Alum sentenced

Detroit Mayor and FAMU graduate Kwame Kilpatrick agreed to resign Thursday after pleading guilty to two felony counts of perjury.

This ends a six-month-long legal saga. Kilpatrick agreed to give up his pension benefits, spend 120 days in jail, and pay the city $1 million in restitution.

Kilpatrick, a 1992 graduate of Florida A&M University received his degree in political science while playing football for the rattlers and was a member of the Beta Nu chapter of Alpha Phi Alpha Fraternity, Inc.

The 38-year-old mayor’s troubles began in January when the Detroit Free Press published text messages between the mayor and his former chief of staff, Christine Beatty.

This was the key evidence to contradict the sworn testimony by Kilpatrick in a whistleblower trial last year that he and Beatty didn’t have an affair.

Responses from present Rattlers differed on campus Thursday.

“It was just another way to attack a black man with political power,” said 23-year-old Ernesto Barrett, Jr.

Barrett, an MBA student from Mt. Laurel, N.J. said he feels the popularity of politics amidst the presidential election fever may have been the only reason to prosecute Kilpatrick.

Despite Kilpatrick’s legal problems everything hasn’t been negative during his term in office. Kilpatrick was known for leading America’s 11th largest city through a dramatic renewal and rebirth, reported.

Kilpatrick stepped in when the city was facing some of the most difficult economic conditions in the United States.

Since taking office as Detroit’s 60th mayor in 2002, Kilpatrick has spurred the city with reinvestment in neighborhoods and downtown area.

For these reasons, political science professor Keith Simmonds, PhD. said, Kilpatrick needs to pay his debt to society but be allowed to return into public office.

“This puts an unfavorable light upon public service and was poor judgment rather than someone who is a bad person. He’ s worthy of redemption and should be allowed to service.”

Simmonds, who is also the assistant Dean of Colleges and Sciences, came to FAMU in 1986 and taught while Kilpatrick was enrolled but said he didn’t “have the pleasure of having him as a student.”

However, “I think he is a good person deep down he just got derailed.

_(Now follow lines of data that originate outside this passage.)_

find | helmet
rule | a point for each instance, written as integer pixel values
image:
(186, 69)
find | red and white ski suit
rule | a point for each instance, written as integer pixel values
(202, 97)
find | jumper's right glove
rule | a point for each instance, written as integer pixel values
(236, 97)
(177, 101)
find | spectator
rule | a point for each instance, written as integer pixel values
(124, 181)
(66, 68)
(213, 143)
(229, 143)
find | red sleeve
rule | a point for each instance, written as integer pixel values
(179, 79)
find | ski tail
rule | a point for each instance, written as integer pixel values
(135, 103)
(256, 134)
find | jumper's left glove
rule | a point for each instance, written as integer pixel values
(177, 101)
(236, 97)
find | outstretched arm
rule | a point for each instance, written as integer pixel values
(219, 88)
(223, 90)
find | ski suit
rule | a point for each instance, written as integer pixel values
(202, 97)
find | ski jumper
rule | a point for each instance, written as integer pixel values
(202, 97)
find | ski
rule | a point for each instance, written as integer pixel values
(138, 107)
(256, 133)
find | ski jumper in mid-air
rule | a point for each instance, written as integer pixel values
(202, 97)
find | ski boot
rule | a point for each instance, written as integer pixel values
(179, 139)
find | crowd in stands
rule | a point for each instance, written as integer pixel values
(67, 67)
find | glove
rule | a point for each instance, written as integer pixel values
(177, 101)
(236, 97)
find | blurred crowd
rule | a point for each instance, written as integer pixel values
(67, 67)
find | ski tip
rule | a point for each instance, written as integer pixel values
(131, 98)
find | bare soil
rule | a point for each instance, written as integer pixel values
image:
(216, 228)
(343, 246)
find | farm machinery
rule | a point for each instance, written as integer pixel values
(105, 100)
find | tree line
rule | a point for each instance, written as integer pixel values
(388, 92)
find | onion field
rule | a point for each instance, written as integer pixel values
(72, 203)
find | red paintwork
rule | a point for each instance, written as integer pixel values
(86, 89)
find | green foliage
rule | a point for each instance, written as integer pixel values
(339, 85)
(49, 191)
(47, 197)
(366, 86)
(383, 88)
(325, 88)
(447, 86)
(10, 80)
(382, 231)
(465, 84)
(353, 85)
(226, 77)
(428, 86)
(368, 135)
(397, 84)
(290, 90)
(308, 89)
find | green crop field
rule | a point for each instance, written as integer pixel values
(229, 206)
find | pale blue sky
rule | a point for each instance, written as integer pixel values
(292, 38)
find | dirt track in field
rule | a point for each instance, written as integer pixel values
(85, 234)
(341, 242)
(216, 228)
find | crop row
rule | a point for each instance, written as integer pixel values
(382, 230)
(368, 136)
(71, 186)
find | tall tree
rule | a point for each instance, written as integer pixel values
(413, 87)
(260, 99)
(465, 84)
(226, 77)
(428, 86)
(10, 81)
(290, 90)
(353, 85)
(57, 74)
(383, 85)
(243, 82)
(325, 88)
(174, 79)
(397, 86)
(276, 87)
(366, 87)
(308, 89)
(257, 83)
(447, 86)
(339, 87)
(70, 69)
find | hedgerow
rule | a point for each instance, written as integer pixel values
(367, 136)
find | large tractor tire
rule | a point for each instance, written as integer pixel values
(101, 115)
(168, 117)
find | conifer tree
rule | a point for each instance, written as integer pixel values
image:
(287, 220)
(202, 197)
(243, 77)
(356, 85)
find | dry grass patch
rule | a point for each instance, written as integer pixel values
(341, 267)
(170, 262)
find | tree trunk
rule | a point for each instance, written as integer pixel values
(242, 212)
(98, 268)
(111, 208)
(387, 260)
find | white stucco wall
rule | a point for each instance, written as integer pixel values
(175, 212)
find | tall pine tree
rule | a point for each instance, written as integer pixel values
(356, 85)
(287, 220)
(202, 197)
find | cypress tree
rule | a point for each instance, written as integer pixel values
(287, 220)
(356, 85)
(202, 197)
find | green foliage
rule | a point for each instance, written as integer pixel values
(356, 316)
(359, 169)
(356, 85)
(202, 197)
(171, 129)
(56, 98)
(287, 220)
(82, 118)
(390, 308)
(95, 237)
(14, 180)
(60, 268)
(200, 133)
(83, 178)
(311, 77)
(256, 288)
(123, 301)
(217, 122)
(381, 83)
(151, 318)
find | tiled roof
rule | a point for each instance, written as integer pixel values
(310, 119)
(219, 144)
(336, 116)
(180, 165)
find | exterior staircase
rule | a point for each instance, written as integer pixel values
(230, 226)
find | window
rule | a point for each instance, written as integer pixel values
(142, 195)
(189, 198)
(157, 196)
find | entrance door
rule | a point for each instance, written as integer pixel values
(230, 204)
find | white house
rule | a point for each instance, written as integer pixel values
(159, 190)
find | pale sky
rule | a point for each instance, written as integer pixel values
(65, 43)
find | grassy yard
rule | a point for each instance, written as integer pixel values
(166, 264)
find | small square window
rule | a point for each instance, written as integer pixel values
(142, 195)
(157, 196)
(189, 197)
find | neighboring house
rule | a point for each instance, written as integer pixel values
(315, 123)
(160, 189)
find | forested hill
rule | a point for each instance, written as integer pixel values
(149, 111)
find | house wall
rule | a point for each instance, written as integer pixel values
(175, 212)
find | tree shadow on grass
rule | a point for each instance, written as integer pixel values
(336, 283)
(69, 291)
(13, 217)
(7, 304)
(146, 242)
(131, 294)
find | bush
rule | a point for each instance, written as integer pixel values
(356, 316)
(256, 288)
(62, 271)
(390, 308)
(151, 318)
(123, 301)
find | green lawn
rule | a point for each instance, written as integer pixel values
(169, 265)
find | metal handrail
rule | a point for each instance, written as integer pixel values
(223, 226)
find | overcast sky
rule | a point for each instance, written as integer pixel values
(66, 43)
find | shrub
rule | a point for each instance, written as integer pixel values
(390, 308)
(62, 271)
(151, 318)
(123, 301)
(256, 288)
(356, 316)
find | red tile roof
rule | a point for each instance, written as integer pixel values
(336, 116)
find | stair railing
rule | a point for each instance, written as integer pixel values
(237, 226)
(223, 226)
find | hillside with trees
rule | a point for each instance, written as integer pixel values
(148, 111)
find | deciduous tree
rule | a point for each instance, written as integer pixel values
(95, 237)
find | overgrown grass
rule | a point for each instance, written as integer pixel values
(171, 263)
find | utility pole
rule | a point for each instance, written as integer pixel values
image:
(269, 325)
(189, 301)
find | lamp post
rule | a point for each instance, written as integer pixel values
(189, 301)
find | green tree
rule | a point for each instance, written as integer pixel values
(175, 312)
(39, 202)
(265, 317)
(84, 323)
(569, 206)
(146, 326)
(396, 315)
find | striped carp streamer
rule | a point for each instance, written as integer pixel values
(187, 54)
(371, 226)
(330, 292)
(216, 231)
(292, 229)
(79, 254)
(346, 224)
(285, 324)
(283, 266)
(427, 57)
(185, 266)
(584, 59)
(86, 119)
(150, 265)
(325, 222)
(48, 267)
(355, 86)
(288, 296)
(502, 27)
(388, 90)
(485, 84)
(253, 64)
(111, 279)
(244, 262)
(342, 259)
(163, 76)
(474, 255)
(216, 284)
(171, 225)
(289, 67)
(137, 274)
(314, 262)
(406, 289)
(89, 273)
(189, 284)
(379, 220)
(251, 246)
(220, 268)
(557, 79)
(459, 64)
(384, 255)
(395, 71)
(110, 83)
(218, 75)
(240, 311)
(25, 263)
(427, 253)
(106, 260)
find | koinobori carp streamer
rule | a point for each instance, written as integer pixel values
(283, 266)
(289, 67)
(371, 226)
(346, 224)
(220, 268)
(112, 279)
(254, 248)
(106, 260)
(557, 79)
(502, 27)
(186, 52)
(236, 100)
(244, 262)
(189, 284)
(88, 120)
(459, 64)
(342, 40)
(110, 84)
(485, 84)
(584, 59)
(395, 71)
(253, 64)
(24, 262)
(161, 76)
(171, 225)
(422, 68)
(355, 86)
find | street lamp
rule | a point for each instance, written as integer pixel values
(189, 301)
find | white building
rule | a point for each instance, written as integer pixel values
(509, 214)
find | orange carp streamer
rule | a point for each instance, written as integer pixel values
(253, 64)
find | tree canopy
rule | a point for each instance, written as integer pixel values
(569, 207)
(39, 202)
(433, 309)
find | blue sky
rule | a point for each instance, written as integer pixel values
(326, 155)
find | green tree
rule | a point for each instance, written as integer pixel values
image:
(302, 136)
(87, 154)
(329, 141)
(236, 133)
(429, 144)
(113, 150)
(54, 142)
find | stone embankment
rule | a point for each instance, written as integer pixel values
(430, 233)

This should not discourage other inspiring public leaders but just a reality check of our own character,” Simmonds said.

However, some students around FAMU believe this could have been avoided.

Senior Healthcare Management student Terrance White 22, from Pensacola, Fla. says, “I’m just disappointed about the entire situation.

This should have never happen but issues like this happen.”